Erste Eindrücke bloss, nach einem Hörgang: zweimal 65 Minuten (in der LP-Ausgabe sind die Happen natürlich anders gestreut), das ist verdammt viel. Abwechslung gibt es reichlich, denn wir hören verschiedene Duos und Trios nebst dem ganzen Quartett, das drei ausgearbeitete Stücke präsentiert (eines von Holland, zwei von Ches Smith), der ganze Rest wurde frei improvisiert und gemäss Hollands kurzem Text auf der Hülle wurden die insgesamt 23 Stücke aus sechs Stunden Material ausgewählt. Die Duos – sie reichen von b/d über ts/b und ts/d bis hin zu org/vib – und Trios (p/b/d, ts/p/b, ts/p/d, ts/b/d – ausgerechnet ts/p/b hört man nur einmal, das ist aber einer der schönsten Tracks) führen dazu, dass es sehr viel Abwechslung gibt, das wiederum führt aber auch dazu, dass das ganze in seiner massiven Länge recht disparat wirkt. So gesehen umreissen die „Uncharted Territories“ verschiedene Gebiete, formen aber kein kohärentes Album, auch wenn eine gewisse Strenge und Konzentration sich schon irgendwie als roter Faden durchzieht.

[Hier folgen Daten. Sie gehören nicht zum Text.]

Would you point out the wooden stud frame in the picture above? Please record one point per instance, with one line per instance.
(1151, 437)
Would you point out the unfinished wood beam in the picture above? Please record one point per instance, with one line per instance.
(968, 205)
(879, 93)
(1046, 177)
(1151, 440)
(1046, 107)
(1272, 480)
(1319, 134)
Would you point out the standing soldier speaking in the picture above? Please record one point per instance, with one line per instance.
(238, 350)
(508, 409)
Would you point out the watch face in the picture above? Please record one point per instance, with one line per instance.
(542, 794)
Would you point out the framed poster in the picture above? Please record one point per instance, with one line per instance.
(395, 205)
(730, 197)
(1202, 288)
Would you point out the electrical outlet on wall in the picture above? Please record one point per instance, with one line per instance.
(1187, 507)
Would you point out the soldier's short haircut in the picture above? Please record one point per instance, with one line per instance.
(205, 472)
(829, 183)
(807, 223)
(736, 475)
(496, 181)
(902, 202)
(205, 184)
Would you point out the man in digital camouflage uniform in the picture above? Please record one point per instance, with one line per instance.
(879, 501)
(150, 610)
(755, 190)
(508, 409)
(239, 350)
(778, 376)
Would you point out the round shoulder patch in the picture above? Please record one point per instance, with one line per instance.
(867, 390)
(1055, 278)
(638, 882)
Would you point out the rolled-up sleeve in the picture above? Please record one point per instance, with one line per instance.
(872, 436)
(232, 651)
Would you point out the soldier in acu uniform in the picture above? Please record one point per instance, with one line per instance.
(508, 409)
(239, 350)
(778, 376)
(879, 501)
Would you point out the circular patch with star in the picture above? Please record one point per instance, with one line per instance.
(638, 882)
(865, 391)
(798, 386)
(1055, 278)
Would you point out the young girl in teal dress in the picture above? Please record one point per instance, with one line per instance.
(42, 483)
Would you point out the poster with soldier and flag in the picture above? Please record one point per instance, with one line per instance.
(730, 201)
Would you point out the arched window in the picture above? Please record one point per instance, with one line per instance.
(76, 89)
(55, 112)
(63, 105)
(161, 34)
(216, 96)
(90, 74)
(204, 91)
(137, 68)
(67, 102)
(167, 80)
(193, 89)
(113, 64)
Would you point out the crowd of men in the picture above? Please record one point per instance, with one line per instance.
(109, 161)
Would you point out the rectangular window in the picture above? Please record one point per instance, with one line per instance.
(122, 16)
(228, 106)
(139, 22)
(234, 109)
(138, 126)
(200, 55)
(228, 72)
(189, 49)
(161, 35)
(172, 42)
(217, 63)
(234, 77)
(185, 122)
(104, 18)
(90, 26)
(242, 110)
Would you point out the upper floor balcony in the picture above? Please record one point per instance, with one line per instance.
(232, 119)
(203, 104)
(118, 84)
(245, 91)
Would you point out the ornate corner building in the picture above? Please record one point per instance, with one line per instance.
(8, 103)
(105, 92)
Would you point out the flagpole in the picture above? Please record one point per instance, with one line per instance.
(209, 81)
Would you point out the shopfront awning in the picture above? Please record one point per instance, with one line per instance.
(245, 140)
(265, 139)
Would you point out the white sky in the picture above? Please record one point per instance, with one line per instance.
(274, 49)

Holland und Parker – das war einst geplant, auch wieder gemäss dem Text von Holland. 1967 wirkten die beiden an den Aufnahmen zu „Karyobin“ mit, einem der grossen Klassiker der frei improvisierten Musik in Europa (neulich auf Parkers Label wieder aufgelegt, ich brauche das Reissue noch, gab blöderweise kurz davor viel Geld für einen japanischen Vinyl-Rip aus), so gesehen ist das Ding auch eine Rückkehr zu den Anfängen – die in den USA (nach der Zeit bei Miles Davis 1969/70) noch verlängert wurden: mit Chick Corea und Barry Altschul im Trio, mit den beiden und Anthony Braxton in der Gruppe „Circle“, später mit Sam Rivers und mit seinem eigenen ECM-Debut „Conference of the Birds“ mit Braxton, Rivers und Altschul.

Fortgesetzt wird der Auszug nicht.